Membrane depolarization increases ryanodine sensitivity to Ca2+ release to the cytosol in L6 skeletal muscle cells: Implications for excitation-contraction coupling

The dihydropyridine receptor in the plasma membrane and the ryanodine receptor in the sarcoplasmic reticulum are known to physically interact in the process of excitation–contraction coupling. However, the mechanism for subsequent Ca2+ release through the ryanodine receptor is unknown. Our lab has previously presented evidence that the dihydropyridine receptor and ryanodine receptor combine as a channel for the entry of Ca2+ under resting conditions, known as store operated calcium entry. Here, we provide evidence that depolarization during excitation–contraction coupling causes the dihydropyridine receptor to disengage from the ryanodine receptor. The newly freed ryanodine receptor can then transport Ca2+ from the sarcoplasmic reticulum to the cytosol. Experimentally, this should more greatly expose the ryanodine receptor to exogenous ryanodine. To examine this hypothesis, we titrated L6 skeletal muscle cells with ryanodine in resting and excited (depolarized) states.

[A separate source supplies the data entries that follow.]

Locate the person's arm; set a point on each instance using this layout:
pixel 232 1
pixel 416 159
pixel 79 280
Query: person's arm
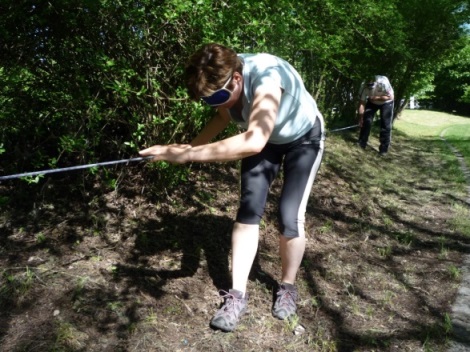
pixel 389 96
pixel 360 111
pixel 261 124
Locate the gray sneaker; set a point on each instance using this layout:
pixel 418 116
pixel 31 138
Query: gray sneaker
pixel 229 314
pixel 285 305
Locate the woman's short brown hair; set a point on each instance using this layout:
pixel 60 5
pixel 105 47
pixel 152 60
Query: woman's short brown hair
pixel 209 68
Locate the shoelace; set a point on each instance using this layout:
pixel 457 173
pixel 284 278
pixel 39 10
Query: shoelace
pixel 286 297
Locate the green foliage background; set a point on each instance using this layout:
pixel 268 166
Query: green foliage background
pixel 93 80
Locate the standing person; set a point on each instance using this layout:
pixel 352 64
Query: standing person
pixel 282 128
pixel 376 94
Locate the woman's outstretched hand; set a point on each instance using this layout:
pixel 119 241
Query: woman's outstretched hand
pixel 174 153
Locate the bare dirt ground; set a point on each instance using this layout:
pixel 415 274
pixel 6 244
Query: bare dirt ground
pixel 88 268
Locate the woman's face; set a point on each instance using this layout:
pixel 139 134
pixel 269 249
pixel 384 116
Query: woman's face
pixel 235 87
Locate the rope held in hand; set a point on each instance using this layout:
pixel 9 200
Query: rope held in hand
pixel 105 163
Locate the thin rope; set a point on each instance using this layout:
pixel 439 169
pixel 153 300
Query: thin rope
pixel 78 167
pixel 343 128
pixel 105 163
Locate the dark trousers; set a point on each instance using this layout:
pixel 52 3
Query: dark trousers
pixel 386 119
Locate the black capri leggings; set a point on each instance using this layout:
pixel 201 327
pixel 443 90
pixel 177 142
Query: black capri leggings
pixel 301 160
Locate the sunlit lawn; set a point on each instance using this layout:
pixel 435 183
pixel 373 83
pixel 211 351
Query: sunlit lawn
pixel 432 124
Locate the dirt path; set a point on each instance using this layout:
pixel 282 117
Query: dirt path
pixel 461 307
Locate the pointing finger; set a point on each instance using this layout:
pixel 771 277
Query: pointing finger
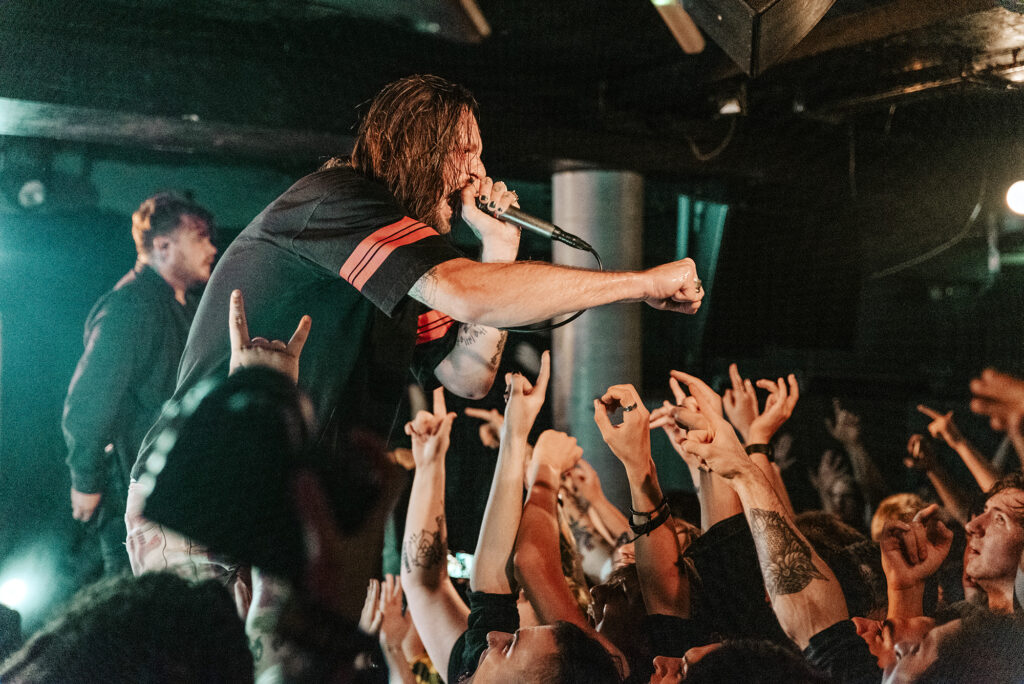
pixel 299 336
pixel 238 327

When L6 muscle cells were depolarized with high potassium or exposed to the dihydropyridine receptor agonist BAYK-8644, known to induce dihydropyridine receptor movement within the membrane, ryanodine sensitivity was enhanced. However, ryanodine sensitivity was unaffected when Ca2+ was elevated without depolarization by the ryanodine receptor agonist chloromethylcresol, or by increasing Ca2+ concentration in the media. Ca2+ entry currents (from the extracellular space) during excitation were strongl...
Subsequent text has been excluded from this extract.